Well, got this out of the cellar and cracked the seal on the 8oz bag. WHOAAAA!!! Almost got a buzz doing it. I wasn't really thinking aromatic, but I guess I should have known better. The "little essence" of Irish Mist (an Irish Cream?) that is suggested on the advertisement for this blend is, as you might guess, the first thing that catches you when you open this up. I like what I see and touch. It is aesthetically pleasing to the eye with stark contrasts between the black and bright yellow tobaccos used to make up this blend. It is fairly dry, compared to most aromatics. Another thing that struck me on opening the sealed bag was that it could have been pulled out as a brick, the seal was that tight. The only unfortunate drawback is that the Irish Mist is so strong that I have no clue whatsoever as to the smells of the tobaccos. On the other hand, I think I am getting a light buzz as my nose is buried in the jar I have put it in trying to catch the faintest whisper of the nature of the tobacco itself and not the liqueur. This is definitely not a "goopy" aromatic - if indeed that is what this is considered. It is described on Cornel & Diehl’s website as follows: "A base of the highest grades of Cavendish, with just a bit of Burley, is enhanced with wonderfully sweet Virginia tobaccos. A delightful tobacco flavor sets the stage, enhanced, not overwhelmed, by the addition of a little essence of Irish Mist. The room aroma is equally enchanting to those fortunate enough to be in the presence of the smoker."

It was snowing earlier ever so lightly, and I just love to walk after everything is fresh and clean _ covered in the pristine crystalline whiteness.

So, I packed my Stanwell Golden Danish 217 with CM and headed outside. The snow had stopped and the temp was hovering around 34 _ warm and clean _ no need for gloves, perfect smoking weather.

It packed easily, not to dry, but definitely much drier than a normal aromatic. It took easily to match after an initial charring light. It burned cool and dry throughout, producing a firm white ash - a credit to the pure high grade of tobaccos obviously used in the blend.

First, the Irish Mist (tasted and smelled like Irish Cream) dominated. This wasn't a bad thing, just unusual from the Latakia blends I have been smoking recently. It seemed to mellow a bit and then earthy tones of nut and butter developed _ while the IM flavor hovered always in the background.

As I walked, the trees glistening under their weighty burdens, giving their silent nod of approval to the aroma drifting their way, gently prodded as they were by light breezes. Or where they too getting a slight buzz from the Irish Mist? 
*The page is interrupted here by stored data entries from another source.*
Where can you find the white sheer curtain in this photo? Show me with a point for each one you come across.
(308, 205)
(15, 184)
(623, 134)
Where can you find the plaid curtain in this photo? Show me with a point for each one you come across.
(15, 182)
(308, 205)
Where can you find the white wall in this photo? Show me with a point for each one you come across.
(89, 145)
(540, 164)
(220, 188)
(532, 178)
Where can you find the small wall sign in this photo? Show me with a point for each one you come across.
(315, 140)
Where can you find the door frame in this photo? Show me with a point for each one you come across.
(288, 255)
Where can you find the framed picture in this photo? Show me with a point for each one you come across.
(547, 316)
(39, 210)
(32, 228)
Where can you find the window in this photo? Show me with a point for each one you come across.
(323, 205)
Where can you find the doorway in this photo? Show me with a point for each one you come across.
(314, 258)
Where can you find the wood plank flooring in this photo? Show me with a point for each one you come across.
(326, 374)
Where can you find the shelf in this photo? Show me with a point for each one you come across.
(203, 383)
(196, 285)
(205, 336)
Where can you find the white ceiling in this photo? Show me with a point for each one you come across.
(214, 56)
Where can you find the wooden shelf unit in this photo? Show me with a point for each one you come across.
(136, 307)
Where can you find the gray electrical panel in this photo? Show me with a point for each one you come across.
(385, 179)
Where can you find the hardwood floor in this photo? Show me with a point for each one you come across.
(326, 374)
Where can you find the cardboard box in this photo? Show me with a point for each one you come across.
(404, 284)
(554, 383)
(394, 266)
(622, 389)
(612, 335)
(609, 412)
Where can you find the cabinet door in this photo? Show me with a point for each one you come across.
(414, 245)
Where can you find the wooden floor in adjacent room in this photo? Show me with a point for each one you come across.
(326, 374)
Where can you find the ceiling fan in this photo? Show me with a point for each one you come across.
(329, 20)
The finish of this tobacco was surprising, as this is where the flavor of the Irish Mist was lacking. You could taste the nutty undertones of the burley and the slight sweetness of the Virginias, but it was refreshingly light and pleasant.

While I have been drifting away from aromatics in favor of the clean tobacco flavors of unadulterated tobaccos, this was a nice excursion back into the aromatic realm. 
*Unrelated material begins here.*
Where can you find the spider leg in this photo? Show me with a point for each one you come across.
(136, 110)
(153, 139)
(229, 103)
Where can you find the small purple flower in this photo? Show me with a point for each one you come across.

A nice deep, dark espresso would have gone well with this. Of course, I could envision this being a blend to savor after an nice trip through the pines on X_country skis. Coming inside, propping up my feet on the coffee table (as long as my wife wasn't around) in front of a roaring fire while sipping a cup of hot chocolate laced with (what else) Irish Cream.


----------



## tzilt (Nov 20, 2007)

Great review! I will have to pick up some of this stuff.


----------



## JohnnyFlake (May 31, 2006)

*Nicely Done!*


----------



## RevSmoke (Feb 20, 2008)

JohnnyFlake said:


> *Nicely Done!*


Johnny, that you?

This is Todd Jerabek from Embarrass - from YPSC.


----------